One way to get into London, I find, is to immerse oneself in the neighbourhood of your hotel. On this trip, it was Queensway and Bayswater Road, flush with Hyde Park, for me. While admittedly a hotel-saturated tourism nexus, with a strong Middle Eastern presence, the commercial district includes an enticing mix of family-run eateries, easy-going pubs, and Italian-inspired coffee spots.
A satisfactory hotel room (with bath, or at least shower) can be had for $200, even $100 a night, with a bit of online sleuthing. A huge advantage of this part of the city — apart from proximity to Hyde Park and Knightsbridge — is the easy access to the West End, the City, even East London, via the buses that ply Bayswater Road.
On this trip, I finally abandoned the Tube in favour of buses, and found the transition liberating. From the upper level you get a fine outlook. And the bus system — mapped and described in copious detail at every stop — works well. Just get on and flash your Oyster Card (with your pre-paid credit).

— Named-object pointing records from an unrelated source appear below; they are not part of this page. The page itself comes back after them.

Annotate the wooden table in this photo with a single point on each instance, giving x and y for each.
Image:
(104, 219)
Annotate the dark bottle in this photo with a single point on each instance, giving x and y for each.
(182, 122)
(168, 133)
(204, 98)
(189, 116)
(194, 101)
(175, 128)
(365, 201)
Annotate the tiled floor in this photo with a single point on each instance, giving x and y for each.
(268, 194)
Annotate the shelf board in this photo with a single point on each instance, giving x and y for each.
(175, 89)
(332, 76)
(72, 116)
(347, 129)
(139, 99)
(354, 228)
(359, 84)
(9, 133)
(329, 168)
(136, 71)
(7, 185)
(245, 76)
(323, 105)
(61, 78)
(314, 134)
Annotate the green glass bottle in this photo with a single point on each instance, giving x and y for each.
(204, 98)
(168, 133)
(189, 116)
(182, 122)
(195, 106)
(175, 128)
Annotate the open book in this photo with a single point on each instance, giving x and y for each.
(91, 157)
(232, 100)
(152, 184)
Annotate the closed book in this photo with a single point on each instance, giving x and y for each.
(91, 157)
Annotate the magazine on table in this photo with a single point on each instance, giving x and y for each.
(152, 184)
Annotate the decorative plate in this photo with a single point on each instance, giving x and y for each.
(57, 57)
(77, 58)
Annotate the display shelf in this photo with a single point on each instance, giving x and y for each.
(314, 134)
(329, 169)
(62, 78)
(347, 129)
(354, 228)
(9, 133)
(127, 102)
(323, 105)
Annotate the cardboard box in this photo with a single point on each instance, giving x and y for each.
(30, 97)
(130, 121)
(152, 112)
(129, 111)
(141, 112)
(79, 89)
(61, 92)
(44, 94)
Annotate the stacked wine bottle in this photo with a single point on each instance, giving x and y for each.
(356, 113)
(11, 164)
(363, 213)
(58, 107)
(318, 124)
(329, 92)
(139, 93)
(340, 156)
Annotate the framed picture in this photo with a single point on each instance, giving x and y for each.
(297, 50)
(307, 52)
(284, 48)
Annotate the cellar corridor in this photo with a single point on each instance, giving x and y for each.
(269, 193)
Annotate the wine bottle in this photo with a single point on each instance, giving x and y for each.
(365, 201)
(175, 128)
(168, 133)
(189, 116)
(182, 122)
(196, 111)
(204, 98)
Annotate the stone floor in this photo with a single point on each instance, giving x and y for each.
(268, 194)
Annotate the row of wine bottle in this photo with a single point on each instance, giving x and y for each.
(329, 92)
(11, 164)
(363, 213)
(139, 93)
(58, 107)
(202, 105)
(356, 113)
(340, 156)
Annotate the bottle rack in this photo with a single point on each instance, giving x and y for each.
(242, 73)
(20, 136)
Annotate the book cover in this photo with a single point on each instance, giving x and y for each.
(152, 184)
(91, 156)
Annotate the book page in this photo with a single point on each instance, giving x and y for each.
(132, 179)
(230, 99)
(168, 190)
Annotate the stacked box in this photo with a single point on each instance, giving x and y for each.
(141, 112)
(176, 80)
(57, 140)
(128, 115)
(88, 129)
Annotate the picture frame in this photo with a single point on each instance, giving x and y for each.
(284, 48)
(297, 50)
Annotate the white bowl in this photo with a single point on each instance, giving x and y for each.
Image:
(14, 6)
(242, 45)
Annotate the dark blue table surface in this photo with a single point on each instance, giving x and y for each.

I also overcame years of fear of the big Ambassador taxis. They're not as expensive as I'd thought. I found drivers more than willing to carry my suitcase up hotel steps. One even wanted to return a tip. Unheard of, I thought.
My current interests lean to the visual, so I listed galleries to visit, including the Tate Britain (Turners and Constables, then Blake drawings) and the luscious Wallace Collection. As for the formidable National Gallery, I tackle it piece-meal—most recently concentrating on the medieval alter-pieces, then Dutch landscapes and Impressionists.
But art is, of course, just one of London's offerings: go to visitlondon.com, and, for example, choose one of 30 music categories, ranging from Acoustic to World Music. Hundreds of concerts are on at any one time. In all, 21, 122 "what's on" events are currently listed.
I also let my outdated "Eyewitness London" and photocopied pages from Simon Jenkin's "England's Thousand Best Churches," direct me to two remarkable smaller churches — both wedged into tight spaces off Threadneedle and Queen Victoria streets. St. Stephen Walbrook boasts an ultra-elegant interior designed by Christopher Wren; St. Mary Woolnoth is constrained by its triangular site just above Bank station, but with a perfect square interior and lantern dome by Wren's pupil, Nicholas Hawksmoor.
London is a shopper's heaven. Whatever your passion — and, on this trip, mine ran from CDs to woolens, there is no end of possibilities — from Knightsbridge, through Oxford and Regent streets to Covent Garden or Spitalfields Market, and myriad pockets in-between.
And then there are the year-round outdoor markets: Portobello, as vibrant as ever, the Borough Market — a foodie's paradise in the shadow of Southwark Cathedral, Camden Lock, Bermondsey (antiques) or Brick Lane... and on it goes. Hardly scary places — except when you get home and get your credit card bill.